The Last Miles
- Author: George Cole
- Language: English
- Subject: biography
- Publisher: Equinox Publishing Ltd. & University of Michigan Press
- Publication date: March 1, 2005
- Publication place: United Kingdom
- Media type: Print
- Pages: 558
- ISBN: 1904768180

= The Last Miles =

2005 book

The Last Miles: The Music of Miles Davis, 1980-1991 is the biography of American jazz musician Miles Davis covering the period 1980 to 1991. First published in 2005, the book was written by British author and journalist George Cole. The initial publication was by Equinox on March 1, 2005, followed by University of Michigan Press on June 1, 2005.

The publication of George Cole's biography coincided with Miles Davis: The London Exhibition in 2005. May 21, 2015, an exhibition of Davis’ sketching and painting artwork was launched, which included a book signing by Cole.

== Background ==
George Cole researched Davis's music from 1980 to 1991 to explore and shed light on this era which was controversial and less understood compared to his earlier groundbreaking work in jazz.

Cole conducted numerous interviews with musicians, producers, and others who worked closely with Miles Davis during the 1980s and early 1990s.
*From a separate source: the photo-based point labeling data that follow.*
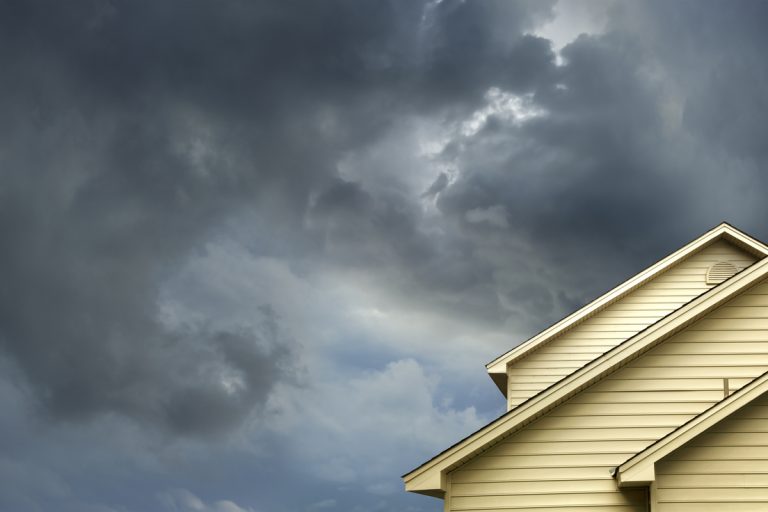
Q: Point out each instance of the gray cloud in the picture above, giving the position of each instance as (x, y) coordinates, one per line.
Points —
(139, 138)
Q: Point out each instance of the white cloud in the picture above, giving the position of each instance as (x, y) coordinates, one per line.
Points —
(183, 500)
(364, 430)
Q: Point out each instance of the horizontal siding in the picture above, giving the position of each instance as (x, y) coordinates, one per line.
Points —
(619, 321)
(575, 445)
(725, 468)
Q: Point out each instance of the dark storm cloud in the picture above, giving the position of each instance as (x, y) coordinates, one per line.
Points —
(132, 129)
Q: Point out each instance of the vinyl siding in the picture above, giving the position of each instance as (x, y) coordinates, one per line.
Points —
(562, 461)
(619, 321)
(726, 468)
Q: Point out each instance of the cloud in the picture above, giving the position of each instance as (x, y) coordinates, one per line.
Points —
(182, 500)
(209, 214)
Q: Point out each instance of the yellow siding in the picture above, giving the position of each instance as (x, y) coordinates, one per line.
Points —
(562, 461)
(619, 321)
(725, 468)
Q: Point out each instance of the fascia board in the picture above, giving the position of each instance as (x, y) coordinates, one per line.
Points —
(499, 365)
(637, 469)
(587, 375)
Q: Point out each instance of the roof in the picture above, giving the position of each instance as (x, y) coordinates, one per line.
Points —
(498, 367)
(429, 478)
(640, 468)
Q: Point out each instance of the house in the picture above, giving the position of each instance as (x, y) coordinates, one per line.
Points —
(652, 397)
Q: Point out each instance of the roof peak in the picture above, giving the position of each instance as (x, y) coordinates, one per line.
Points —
(724, 230)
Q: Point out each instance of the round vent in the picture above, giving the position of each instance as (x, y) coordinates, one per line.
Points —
(719, 272)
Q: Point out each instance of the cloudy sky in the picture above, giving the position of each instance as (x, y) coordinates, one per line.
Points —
(255, 254)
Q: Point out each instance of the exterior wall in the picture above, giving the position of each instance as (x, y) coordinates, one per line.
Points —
(725, 468)
(562, 461)
(618, 322)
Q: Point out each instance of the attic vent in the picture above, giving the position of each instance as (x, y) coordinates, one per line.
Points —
(719, 272)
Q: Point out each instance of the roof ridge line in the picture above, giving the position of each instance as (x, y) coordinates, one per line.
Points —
(708, 237)
(548, 398)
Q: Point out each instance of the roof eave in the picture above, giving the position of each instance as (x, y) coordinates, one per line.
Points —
(498, 367)
(431, 474)
(640, 468)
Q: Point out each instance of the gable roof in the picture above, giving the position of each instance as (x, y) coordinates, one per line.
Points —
(498, 367)
(640, 468)
(429, 478)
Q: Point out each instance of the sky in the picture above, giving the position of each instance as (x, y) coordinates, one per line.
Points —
(256, 254)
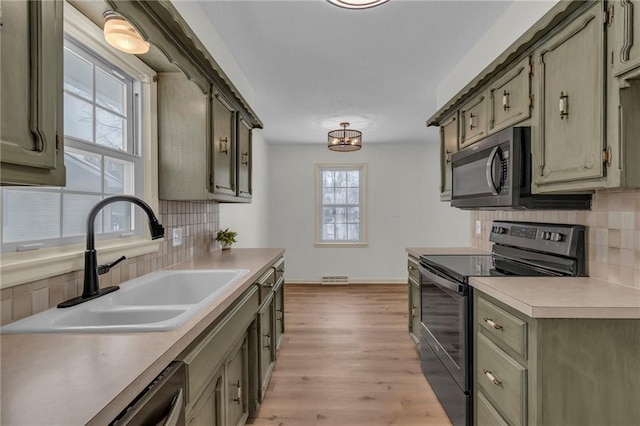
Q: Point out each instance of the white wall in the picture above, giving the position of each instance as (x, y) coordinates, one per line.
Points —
(250, 220)
(514, 22)
(403, 204)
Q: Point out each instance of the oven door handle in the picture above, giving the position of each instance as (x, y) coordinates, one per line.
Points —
(442, 282)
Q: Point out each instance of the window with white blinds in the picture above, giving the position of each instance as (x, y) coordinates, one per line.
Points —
(340, 204)
(102, 158)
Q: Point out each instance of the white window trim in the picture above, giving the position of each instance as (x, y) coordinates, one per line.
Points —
(317, 202)
(24, 267)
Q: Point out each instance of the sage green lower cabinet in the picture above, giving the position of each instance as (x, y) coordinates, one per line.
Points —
(266, 344)
(236, 370)
(278, 294)
(214, 354)
(553, 371)
(413, 286)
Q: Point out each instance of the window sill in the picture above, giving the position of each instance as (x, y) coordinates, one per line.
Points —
(25, 267)
(341, 245)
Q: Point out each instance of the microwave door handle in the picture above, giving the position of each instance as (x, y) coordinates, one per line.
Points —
(495, 152)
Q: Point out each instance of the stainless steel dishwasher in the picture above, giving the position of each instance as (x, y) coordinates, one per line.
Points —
(161, 403)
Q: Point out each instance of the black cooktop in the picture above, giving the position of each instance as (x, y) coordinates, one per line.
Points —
(462, 266)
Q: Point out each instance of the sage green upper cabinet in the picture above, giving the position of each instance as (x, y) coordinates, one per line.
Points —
(31, 75)
(448, 145)
(245, 157)
(223, 145)
(510, 97)
(624, 17)
(183, 169)
(569, 142)
(473, 120)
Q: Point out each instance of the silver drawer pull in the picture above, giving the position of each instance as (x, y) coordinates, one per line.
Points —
(491, 377)
(493, 324)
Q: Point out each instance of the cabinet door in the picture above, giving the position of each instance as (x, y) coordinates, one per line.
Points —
(414, 310)
(237, 385)
(244, 158)
(448, 145)
(266, 352)
(31, 78)
(509, 97)
(572, 82)
(473, 120)
(278, 295)
(208, 411)
(223, 170)
(625, 19)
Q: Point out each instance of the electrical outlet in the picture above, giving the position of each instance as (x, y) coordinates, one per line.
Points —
(177, 237)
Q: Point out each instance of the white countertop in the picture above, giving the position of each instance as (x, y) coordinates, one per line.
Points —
(551, 297)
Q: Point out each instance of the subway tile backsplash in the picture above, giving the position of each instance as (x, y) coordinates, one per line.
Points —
(199, 221)
(613, 232)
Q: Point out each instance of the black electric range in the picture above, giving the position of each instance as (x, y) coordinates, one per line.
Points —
(446, 345)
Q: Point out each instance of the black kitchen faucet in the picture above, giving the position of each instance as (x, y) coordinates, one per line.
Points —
(91, 288)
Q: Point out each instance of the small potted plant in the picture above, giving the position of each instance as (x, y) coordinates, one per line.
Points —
(226, 238)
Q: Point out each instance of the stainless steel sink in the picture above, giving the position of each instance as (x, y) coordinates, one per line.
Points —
(160, 301)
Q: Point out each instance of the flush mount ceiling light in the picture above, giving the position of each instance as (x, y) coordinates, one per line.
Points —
(120, 34)
(343, 140)
(357, 4)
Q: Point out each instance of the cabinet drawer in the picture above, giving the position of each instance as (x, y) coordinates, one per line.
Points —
(509, 98)
(266, 283)
(208, 354)
(511, 331)
(502, 379)
(412, 268)
(473, 120)
(486, 414)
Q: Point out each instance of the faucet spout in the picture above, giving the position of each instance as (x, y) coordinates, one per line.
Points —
(91, 289)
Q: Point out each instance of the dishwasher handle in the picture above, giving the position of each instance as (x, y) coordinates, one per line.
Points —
(177, 407)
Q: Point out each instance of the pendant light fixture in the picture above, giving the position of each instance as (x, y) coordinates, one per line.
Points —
(120, 34)
(357, 4)
(343, 140)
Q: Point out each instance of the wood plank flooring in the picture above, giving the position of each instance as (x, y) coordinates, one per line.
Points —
(347, 360)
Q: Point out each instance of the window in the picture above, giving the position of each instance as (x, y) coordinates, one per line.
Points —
(102, 158)
(340, 205)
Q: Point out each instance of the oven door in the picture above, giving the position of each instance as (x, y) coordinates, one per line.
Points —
(445, 320)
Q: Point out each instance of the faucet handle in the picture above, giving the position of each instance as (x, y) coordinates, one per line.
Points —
(103, 269)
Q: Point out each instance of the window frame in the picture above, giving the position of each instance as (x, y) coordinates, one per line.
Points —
(23, 267)
(318, 205)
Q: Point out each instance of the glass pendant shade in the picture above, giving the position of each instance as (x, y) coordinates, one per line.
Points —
(344, 140)
(119, 33)
(357, 4)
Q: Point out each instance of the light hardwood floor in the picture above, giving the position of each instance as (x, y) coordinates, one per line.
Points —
(347, 360)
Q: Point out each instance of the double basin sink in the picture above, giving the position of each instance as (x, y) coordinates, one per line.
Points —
(159, 301)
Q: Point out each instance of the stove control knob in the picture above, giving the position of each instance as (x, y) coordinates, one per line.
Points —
(555, 236)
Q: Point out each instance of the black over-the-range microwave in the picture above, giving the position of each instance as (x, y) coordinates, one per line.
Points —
(495, 173)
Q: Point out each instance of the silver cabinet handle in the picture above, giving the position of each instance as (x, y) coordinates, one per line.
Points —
(493, 324)
(491, 377)
(176, 409)
(505, 101)
(563, 105)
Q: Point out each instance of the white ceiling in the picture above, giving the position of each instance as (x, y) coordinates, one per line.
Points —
(313, 65)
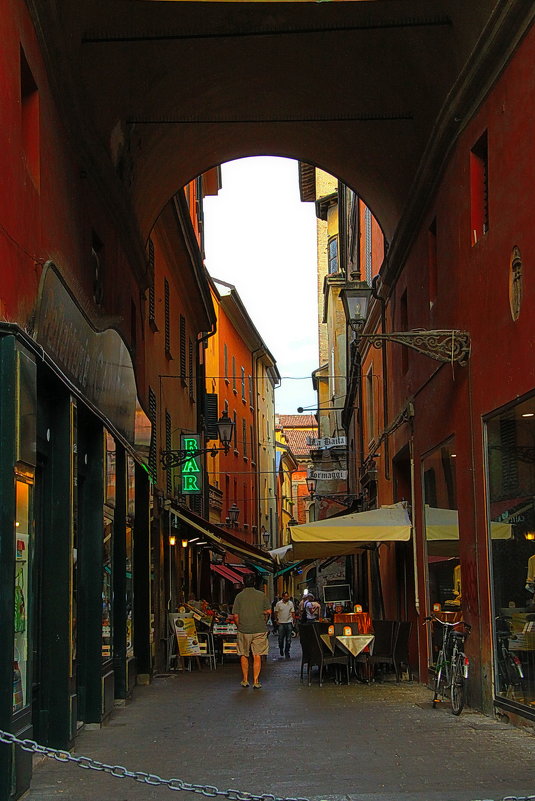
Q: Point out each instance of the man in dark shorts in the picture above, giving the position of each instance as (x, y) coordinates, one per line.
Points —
(251, 610)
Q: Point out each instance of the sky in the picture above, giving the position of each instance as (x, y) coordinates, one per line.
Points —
(260, 237)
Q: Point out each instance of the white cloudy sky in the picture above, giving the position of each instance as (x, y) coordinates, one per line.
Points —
(261, 238)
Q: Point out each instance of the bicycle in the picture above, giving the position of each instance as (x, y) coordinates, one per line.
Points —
(452, 664)
(510, 672)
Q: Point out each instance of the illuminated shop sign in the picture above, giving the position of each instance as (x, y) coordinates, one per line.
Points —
(191, 471)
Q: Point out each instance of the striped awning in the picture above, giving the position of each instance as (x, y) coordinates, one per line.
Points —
(227, 573)
(246, 551)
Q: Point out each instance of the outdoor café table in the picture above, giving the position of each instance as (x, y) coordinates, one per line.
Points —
(362, 619)
(353, 645)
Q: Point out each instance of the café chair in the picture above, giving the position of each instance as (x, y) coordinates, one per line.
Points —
(383, 647)
(207, 648)
(401, 648)
(316, 653)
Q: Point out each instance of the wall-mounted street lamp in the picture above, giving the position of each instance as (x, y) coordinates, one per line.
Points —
(233, 514)
(176, 458)
(441, 345)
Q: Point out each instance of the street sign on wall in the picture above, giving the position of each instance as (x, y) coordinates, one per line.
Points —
(191, 471)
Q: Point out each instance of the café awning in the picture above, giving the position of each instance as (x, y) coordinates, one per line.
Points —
(227, 573)
(347, 534)
(442, 531)
(443, 524)
(213, 534)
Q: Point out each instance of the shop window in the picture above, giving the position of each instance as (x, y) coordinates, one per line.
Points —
(107, 589)
(129, 586)
(111, 470)
(23, 567)
(479, 190)
(511, 492)
(441, 521)
(333, 255)
(131, 486)
(30, 120)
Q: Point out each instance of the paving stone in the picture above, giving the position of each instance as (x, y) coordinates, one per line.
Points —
(378, 742)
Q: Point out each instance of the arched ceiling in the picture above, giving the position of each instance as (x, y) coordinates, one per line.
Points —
(362, 89)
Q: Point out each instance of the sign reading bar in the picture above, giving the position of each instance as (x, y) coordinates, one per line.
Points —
(326, 442)
(329, 475)
(191, 472)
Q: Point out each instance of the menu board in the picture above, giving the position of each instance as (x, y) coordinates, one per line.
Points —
(186, 635)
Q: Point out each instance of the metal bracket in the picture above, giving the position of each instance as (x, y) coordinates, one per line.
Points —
(443, 346)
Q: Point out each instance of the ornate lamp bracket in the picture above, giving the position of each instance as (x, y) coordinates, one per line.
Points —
(443, 346)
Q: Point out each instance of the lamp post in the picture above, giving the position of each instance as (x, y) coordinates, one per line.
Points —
(355, 300)
(440, 344)
(266, 536)
(176, 458)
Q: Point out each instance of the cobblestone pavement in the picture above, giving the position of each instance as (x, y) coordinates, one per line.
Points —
(377, 742)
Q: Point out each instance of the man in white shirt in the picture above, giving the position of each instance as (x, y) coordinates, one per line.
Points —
(284, 615)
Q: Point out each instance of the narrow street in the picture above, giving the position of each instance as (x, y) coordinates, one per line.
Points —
(376, 742)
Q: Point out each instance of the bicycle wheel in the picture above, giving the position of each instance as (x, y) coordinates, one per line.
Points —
(458, 685)
(439, 669)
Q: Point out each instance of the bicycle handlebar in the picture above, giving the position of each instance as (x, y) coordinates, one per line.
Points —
(435, 619)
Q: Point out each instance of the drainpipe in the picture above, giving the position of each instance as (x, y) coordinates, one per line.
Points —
(382, 301)
(414, 550)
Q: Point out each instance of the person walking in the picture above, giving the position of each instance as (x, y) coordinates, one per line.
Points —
(251, 611)
(284, 615)
(312, 609)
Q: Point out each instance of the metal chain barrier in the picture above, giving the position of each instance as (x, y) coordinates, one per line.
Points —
(119, 772)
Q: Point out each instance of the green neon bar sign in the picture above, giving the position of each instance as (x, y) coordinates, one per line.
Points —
(191, 471)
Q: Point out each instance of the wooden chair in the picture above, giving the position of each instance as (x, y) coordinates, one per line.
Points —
(383, 647)
(207, 648)
(315, 652)
(401, 648)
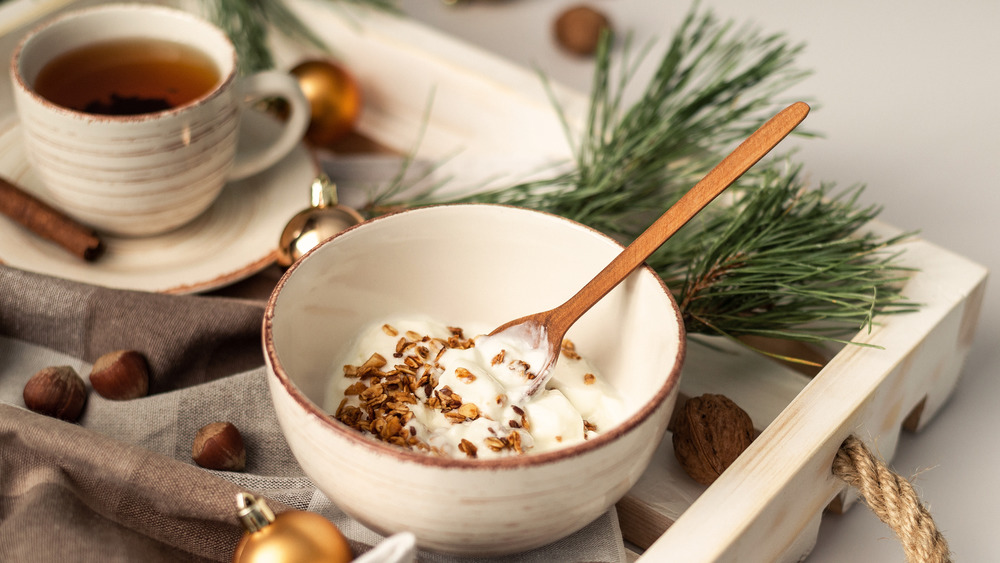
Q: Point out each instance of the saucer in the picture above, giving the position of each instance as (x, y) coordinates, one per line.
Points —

These included his work with Marcus Miller, John Scofield, Lenny White and others who contributed to Davis's albums and live performances.

== Reception ==
Kevin LeGendre for The Independent wrote, "George Cole… made a bold move with The Last Miles… shining the spotlight on that fuzzy final decade" adding "Cole’s analysis has a meticulous, forensic character."

Irwin Block of The Gazette wrote "Rather than seeking to stress the sensational in Davis’s controversial persona… Cole stays focused on the music. With more than 100 interviews to work with, there are also plenty of anecdotes to make this a rich and rewarding read."